The goal of developing an analytical model is to predict the performance of an application given a new machine specified by some hardware parameters. Since the advent of RISC, a very accurate model based on instruction mix, costs of instructions, and cache hit rates has been developed to predict program performance. Our goal is to develop a performance model for parallel programs that would be as comprehensive as the model proposed by Hennessey and Patterson for RISC processor performance. However, at this stage, we have not been able to develop a model that characterizes aspect of a parallel machine. In particular, our model is defficient in capturing contention issues that result in poor program performance. The two common scenarios that are not captured in our model are bandwidth limitation and lock-based serialization. In both cases, the program runs slower due to interference between the activities of different processors, which could be either non-deterministic or at least timing specific.
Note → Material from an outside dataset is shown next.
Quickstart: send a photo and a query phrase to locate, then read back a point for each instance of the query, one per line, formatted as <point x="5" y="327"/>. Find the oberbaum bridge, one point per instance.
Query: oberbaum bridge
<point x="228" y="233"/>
We would like our model to capture the load balance characteristics of a program running on a new machine as well as predict the performance penalties incurred due to communication. We, therefore, would like to measure the following aspects by running the program through a simulator.
We need to measure distance (in terms of instructions) between an issue of a remote memory reference and its subsequent usage. Organize these numbers in the form of an histogram. When we actually plug in the machine parameters for remote memory latency, we would use charge different costs based on this distance. For example, if a value gets used after k cycles and if an access costs l cycles, the cost of the instruction would be (l - k) cycles if (k < l) or 1 cycle if (k > l).
We also need to measure instruction mix of each parallel thread in every phase of the program (between every pair of barrier synchronizations). The hardware model for the machine would provide the scaling parameters for these instruction counts (just like the CPI calculation for RISC processors). By combining the parameters of the hardware model with the inherent behaviour of the program, we can calculate the execution time of the program on a new machine. Also, since we do not make any assumptions about instruction latencies in this model, we can also calculate the load balance of a program running on a specific machine, which addresses the issues raised in the concurrency page.